In that case (see paragraphs 133 onwards) Newey J conducted an interesting analysis of the duties of a shadow director. He traces the development since its initial recognition by Toulson J (as he then was) in Yukong Line Ltd. of Korea v. Rendsburg Investments Corp of Liberia [1998] 2 BCLC 485 of the principle that a shadow director, as such, owes fiduciary duties. He traces the subsequent case law which shows that that is not a view which has been universally held by the various Judges of the Chancery Division in front of whom this issue has, from time to time, been ventilated. However, at the end of that — if I may say so — penetrating and convincing analysis, Newey J in paragraph 142 sets out his conclusion and the reasons for that conclusion, namely, "that shadow directors commonly owe fiduciary duties to at least some degree" to the company of which they are the shadow director.

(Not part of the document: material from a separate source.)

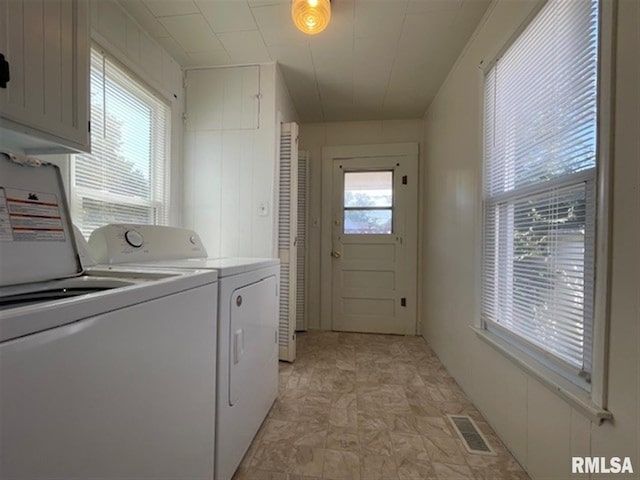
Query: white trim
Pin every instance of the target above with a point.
(562, 387)
(600, 353)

In paragraph 143 Newey J says this:

"… I consider that a shadow director will normally owe the duty of good faith (or loyalty) ... when giving ... directions or instructions. A shadow director can, I think, reasonably be expected to act in the company's interests rather than his own separate interests when giving such directions and instructions."

10.

I accept Newey J's conclusions and adopt as my own, without farther exposition, his reasons for arriving at those conclusions.

11.

In these circumstances it seems to me that the position is straightforward. The husband is, on his own admission, a shadow director of what I have called the family company. As a shadow director of the family company he owes fiduciary duties, one of which is {as explained by Newey J in the passage I have just read) a duty to act in the interests of the company and not to act in his own separate interests.

12.

That being so it is, on the face of it, a breach of his fiduciary duty for him to set up and operate a competing business, whether that business be in his own name or, as is suggested here, the name of some corporate entity through which he carries on his business. I make clear that the husband disputes that he is in fact carrying on such a business. He asserts that the business which the wife says is a competing business is not a fact a competing business given the (as he would have it) different natures of the businesses being carried on by the family company and the competing company. If that be so he has nothing to fear from the injunction because, as will be apparent from the language of the order, the order applies only to a business which 'competes' with the family company.

13.

The position therefore seems to me to be very simple. The business, if any, which is carried on through the vehicle of this other corporate entity either does or does not compete with the family company. If it does not compete then there is nothing in the injunction which in any way fetters the operation of that company. If it does compete, then it is right that there should be an injunction because by operating a competing business he is, for the reasons I have given, in breach of his fiduciary duties.

14.

Accordingly, for those reasons, it seems to me that paragraph 20 of the order which Roderic Wood J made was properly made and should remain in force.